The art of sustainability mythmaking

When Mike Bellamente, director of Climate Counts, posted his review of last month's GreenBiz Forum in New York City on Huffington Post, it didn’t bode well at first. “We've succeeded in building an entire industry of sustainability professionals, individually doing yeoman's work to further the cause, but collectively falling short in how we validate our work beyond our bubble.” To influence the wider world, Bellamente said, “We need to blow up our tidy little world of ‘green bizzers’ and explore more effective ways of becoming inclusive of the everyday Joe. Joe Marketer, Joe Consumer, Joe Investor, Joe the Plumber ... all the Joes and all their female, interracial, socially conservative, LGBT counterparts.”

I couldn’t agree more. Down here in Texas, when I tell people outside the industry that I run a sustainability communications firm, even reasonably smart professionals (read: 95 percent of businesspeople) give me a deer-in-the-headlights look.
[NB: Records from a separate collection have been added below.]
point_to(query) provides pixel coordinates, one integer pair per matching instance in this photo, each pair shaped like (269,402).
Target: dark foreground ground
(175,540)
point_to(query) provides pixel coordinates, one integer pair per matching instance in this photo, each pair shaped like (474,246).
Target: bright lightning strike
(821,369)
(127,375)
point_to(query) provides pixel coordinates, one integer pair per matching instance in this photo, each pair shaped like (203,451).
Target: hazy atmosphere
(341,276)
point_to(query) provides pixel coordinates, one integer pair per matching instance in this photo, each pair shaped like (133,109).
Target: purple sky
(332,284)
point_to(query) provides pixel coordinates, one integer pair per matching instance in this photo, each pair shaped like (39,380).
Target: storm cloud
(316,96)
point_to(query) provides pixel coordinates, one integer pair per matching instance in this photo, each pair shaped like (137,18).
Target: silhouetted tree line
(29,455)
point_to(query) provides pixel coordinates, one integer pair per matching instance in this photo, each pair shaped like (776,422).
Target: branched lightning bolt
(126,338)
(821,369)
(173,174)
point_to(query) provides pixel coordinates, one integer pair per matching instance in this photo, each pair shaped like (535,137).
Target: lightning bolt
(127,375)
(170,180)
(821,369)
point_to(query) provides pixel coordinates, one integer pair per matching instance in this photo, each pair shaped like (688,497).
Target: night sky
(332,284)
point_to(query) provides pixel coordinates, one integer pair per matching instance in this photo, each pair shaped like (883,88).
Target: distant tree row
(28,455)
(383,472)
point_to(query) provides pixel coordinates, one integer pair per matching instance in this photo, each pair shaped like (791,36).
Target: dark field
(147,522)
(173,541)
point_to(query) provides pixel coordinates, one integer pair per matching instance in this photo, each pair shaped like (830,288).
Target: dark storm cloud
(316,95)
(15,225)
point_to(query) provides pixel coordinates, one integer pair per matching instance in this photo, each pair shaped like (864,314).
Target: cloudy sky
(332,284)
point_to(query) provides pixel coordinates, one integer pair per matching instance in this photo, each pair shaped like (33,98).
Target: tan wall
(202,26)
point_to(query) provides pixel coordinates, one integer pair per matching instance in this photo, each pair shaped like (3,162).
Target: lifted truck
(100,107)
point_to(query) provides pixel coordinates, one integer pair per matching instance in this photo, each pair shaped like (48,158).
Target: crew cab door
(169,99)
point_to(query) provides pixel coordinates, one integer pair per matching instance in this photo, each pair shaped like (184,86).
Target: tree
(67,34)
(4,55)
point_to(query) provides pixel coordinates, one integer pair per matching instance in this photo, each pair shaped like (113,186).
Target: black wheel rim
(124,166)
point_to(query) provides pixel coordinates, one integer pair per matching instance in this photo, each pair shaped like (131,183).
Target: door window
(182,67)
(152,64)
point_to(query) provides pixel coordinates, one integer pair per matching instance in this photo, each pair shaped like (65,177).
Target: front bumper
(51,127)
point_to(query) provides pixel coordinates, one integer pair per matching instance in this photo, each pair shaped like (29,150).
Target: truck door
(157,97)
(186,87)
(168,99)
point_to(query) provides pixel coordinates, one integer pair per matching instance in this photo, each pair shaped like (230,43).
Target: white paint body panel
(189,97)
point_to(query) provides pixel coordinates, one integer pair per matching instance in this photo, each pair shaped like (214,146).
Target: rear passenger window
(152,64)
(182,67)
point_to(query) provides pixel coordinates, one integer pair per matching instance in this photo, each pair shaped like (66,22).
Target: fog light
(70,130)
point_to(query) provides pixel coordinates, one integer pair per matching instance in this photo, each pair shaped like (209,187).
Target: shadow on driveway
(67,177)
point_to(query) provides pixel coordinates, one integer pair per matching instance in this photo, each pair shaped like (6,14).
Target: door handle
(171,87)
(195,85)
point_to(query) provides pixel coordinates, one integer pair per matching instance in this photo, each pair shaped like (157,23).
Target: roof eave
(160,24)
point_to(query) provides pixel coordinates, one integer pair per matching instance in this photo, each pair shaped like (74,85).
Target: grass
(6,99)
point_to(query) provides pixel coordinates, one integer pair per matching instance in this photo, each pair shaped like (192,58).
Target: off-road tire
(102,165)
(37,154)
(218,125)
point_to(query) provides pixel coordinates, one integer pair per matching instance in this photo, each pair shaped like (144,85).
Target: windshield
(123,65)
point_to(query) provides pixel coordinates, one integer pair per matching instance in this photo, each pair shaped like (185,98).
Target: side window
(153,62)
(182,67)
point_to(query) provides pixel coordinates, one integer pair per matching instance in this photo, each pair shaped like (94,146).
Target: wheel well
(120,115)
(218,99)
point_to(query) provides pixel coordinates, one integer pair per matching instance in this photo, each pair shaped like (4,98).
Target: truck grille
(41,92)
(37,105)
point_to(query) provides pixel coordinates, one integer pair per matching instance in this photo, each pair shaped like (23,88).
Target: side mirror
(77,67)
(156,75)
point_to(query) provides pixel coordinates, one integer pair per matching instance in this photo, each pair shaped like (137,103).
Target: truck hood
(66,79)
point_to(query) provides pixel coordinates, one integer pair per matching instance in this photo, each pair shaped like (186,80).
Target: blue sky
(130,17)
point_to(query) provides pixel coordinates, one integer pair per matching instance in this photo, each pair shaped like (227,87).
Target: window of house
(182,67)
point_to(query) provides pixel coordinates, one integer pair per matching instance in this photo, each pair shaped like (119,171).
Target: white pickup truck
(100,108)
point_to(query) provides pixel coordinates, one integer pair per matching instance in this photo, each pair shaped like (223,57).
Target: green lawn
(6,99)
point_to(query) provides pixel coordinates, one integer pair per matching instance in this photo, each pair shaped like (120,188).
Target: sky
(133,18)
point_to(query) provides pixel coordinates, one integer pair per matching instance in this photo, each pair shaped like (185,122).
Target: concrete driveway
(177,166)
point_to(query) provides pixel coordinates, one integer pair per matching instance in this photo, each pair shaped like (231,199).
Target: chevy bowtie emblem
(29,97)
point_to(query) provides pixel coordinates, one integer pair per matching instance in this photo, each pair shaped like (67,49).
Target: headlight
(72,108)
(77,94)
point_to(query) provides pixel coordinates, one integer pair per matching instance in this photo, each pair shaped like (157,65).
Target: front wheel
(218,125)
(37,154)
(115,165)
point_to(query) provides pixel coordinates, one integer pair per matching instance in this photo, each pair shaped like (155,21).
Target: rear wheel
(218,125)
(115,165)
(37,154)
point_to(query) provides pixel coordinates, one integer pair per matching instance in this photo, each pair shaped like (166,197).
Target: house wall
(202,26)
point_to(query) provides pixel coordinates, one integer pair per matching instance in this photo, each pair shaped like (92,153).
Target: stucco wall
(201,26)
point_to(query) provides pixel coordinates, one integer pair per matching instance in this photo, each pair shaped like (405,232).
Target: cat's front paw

Nodding and pretending to understand, they say something like, “That sounds really interesting” before redirecting the conversation to subjects that actually do interest them.

Here’s the rub. It’s hard to talk about our most pressing environmental issues without using the term “sustainability.” Many think that we need a new word, but I disagree. Rather, we need to do a better job of using the word we have — imbuing sustainability with shared meaning and context. We also need to exercise judgment concerning when and how to use it.

As professionals, one way we can better reach Joe is to define more concretely our role within sustainability. Case in point: In 2005 when I launched EarthPeople, it was a sustainability consulting firm, a broad descriptor meant to function as a catchall until I could solidify the ideal positioning. Today, EarthPeople is a sustainability communications firm, emphasizing our core competencies in stakeholder engagement, cause marketing, media strategy, CSR and public relations. Sustainability is our area of subject-matter expertise, but our function in the movement relates to communication, a familiar term easily understood by people outside the field and appreciated by sustainability insiders as well. Clarifying this has helped us attract quality clients that can genuinely benefit from our services, most recently a department of the World Bank.